当前位置: 首页>>代码示例 >>用法及示例精选 >>正文


Python pyspark BisectingKMeans用法及代码示例


本文简要介绍 pyspark.ml.clustering.BisectingKMeans 的用法。

用法:

class pyspark.ml.clustering.BisectingKMeans(*, featuresCol='features', predictionCol='prediction', maxIter=20, seed=None, k=4, minDivisibleClusterSize=1.0, distanceMeasure='euclidean', weightCol=None)

一种基于 Steinbach、Karypis 和 Kumar 的论文“文档聚类技术比较”的二等分 k-means 算法,经过修改以适应 Spark。该算法从包含所有点的单个集群开始。它迭代地在底层找到可分割的簇,并使用k-means将它们一分为二,直到总共有k叶簇或没有叶簇是可分割的。同一级别的集群的二等分步骤被组合在一起以增加并行度。
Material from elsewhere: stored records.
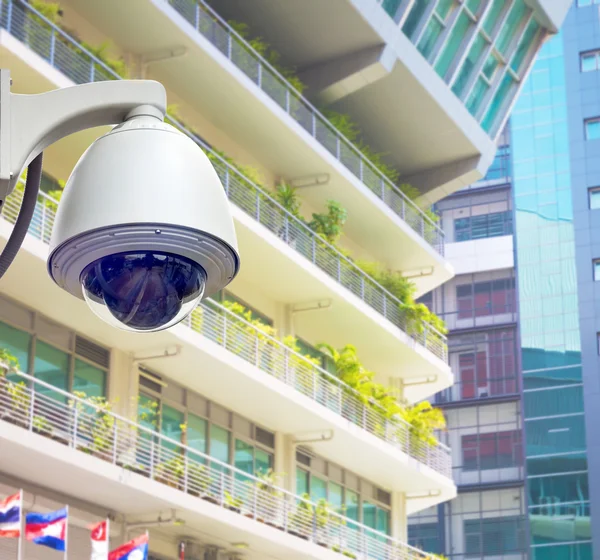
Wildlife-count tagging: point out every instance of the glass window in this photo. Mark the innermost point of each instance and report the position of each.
(172, 424)
(301, 482)
(592, 129)
(244, 456)
(597, 270)
(425, 536)
(196, 433)
(375, 517)
(496, 450)
(499, 100)
(148, 412)
(251, 459)
(469, 64)
(525, 45)
(52, 366)
(484, 226)
(490, 66)
(318, 488)
(89, 379)
(455, 40)
(493, 16)
(414, 17)
(443, 8)
(219, 444)
(493, 536)
(511, 26)
(352, 505)
(594, 199)
(263, 461)
(17, 343)
(336, 497)
(477, 96)
(430, 36)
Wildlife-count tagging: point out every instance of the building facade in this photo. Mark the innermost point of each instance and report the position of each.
(235, 432)
(554, 189)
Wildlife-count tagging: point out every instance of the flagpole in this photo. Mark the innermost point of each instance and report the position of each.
(66, 531)
(21, 526)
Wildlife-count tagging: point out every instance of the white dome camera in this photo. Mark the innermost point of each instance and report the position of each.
(143, 231)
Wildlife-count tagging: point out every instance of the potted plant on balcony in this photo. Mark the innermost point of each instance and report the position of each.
(269, 497)
(347, 553)
(301, 519)
(41, 426)
(18, 403)
(233, 503)
(423, 420)
(171, 472)
(198, 479)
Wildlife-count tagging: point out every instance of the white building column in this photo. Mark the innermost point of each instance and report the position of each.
(285, 461)
(123, 384)
(399, 521)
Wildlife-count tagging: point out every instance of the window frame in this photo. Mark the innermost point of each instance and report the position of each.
(309, 473)
(583, 54)
(233, 434)
(596, 270)
(71, 353)
(592, 191)
(586, 123)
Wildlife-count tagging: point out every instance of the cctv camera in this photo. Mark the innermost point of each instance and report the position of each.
(143, 231)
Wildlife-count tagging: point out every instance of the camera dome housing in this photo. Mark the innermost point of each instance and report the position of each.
(143, 230)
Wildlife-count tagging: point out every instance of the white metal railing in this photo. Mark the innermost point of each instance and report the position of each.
(223, 327)
(213, 27)
(80, 424)
(60, 50)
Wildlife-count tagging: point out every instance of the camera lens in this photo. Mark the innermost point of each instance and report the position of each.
(143, 291)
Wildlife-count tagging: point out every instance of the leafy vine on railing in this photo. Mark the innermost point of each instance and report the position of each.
(327, 225)
(72, 420)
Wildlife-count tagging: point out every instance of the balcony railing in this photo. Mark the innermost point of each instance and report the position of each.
(220, 34)
(47, 40)
(79, 424)
(223, 327)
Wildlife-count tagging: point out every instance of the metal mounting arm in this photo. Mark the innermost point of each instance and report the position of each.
(31, 123)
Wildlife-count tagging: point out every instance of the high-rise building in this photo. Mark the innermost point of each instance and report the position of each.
(235, 432)
(533, 454)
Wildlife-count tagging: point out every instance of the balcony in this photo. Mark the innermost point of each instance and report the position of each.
(304, 397)
(124, 467)
(261, 105)
(362, 300)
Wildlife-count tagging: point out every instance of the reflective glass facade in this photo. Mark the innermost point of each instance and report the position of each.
(499, 38)
(553, 405)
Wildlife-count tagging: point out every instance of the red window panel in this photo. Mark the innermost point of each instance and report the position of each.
(466, 368)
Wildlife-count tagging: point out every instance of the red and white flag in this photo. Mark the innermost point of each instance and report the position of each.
(100, 540)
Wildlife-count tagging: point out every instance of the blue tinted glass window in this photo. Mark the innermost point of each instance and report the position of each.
(477, 96)
(452, 46)
(511, 26)
(17, 343)
(469, 64)
(493, 536)
(430, 36)
(592, 129)
(414, 17)
(594, 199)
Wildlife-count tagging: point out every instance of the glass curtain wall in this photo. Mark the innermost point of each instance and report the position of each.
(555, 450)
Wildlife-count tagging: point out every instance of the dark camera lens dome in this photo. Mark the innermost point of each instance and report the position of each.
(143, 291)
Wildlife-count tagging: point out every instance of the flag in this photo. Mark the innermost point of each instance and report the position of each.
(47, 529)
(100, 541)
(137, 549)
(10, 517)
如果在底层平分所有可分割的集群会产生超过k 叶集群,更大的集群获得更高的优先级。

2.0.0 版中的新函数。

例子

>>> from pyspark.ml.linalg import Vectors
>>> data = [(Vectors.dense([0.0, 0.0]), 2.0), (Vectors.dense([1.0, 1.0]), 2.0),
...         (Vectors.dense([9.0, 8.0]), 2.0), (Vectors.dense([8.0, 9.0]), 2.0)]
>>> df = spark.createDataFrame(data, ["features", "weighCol"])
>>> bkm = BisectingKMeans(k=2, minDivisibleClusterSize=1.0)
>>> bkm.setMaxIter(10)
BisectingKMeans...
>>> bkm.getMaxIter()
10
>>> bkm.clear(bkm.maxIter)
>>> bkm.setSeed(1)
BisectingKMeans...
>>> bkm.setWeightCol("weighCol")
BisectingKMeans...
>>> bkm.getSeed()
1
>>> bkm.clear(bkm.seed)
>>> model = bkm.fit(df)
>>> model.getMaxIter()
20
>>> model.setPredictionCol("newPrediction")
BisectingKMeansModel...
>>> model.predict(df.head().features)
0
>>> centers = model.clusterCenters()
>>> len(centers)
2
>>> model.computeCost(df)
2.0
>>> model.hasSummary
True
>>> summary = model.summary
>>> summary.k
2
>>> summary.clusterSizes
[2, 2]
>>> summary.trainingCost
4.000...
>>> transformed = model.transform(df).select("features", "newPrediction")
>>> rows = transformed.collect()
>>> rows[0].newPrediction == rows[1].newPrediction
True
>>> rows[2].newPrediction == rows[3].newPrediction
True
>>> bkm_path = temp_path + "/bkm"
>>> bkm.save(bkm_path)
>>> bkm2 = BisectingKMeans.load(bkm_path)
>>> bkm2.getK()
2
>>> bkm2.getDistanceMeasure()
'euclidean'
>>> model_path = temp_path + "/bkm_model"
>>> model.save(model_path)
>>> model2 = BisectingKMeansModel.load(model_path)
>>> model2.hasSummary
False
>>> model.clusterCenters()[0] == model2.clusterCenters()[0]
array([ True,  True], dtype=bool)
>>> model.clusterCenters()[1] == model2.clusterCenters()[1]
array([ True,  True], dtype=bool)
>>> model.transform(df).take(1) == model2.transform(df).take(1)
True

相关用法


注:本文由纯净天空筛选整理自spark.apache.org大神的英文原创作品 pyspark.ml.clustering.BisectingKMeans。非经特殊声明,原始代码版权归原作者所有,本译文未经允许或授权,请勿转载或复制。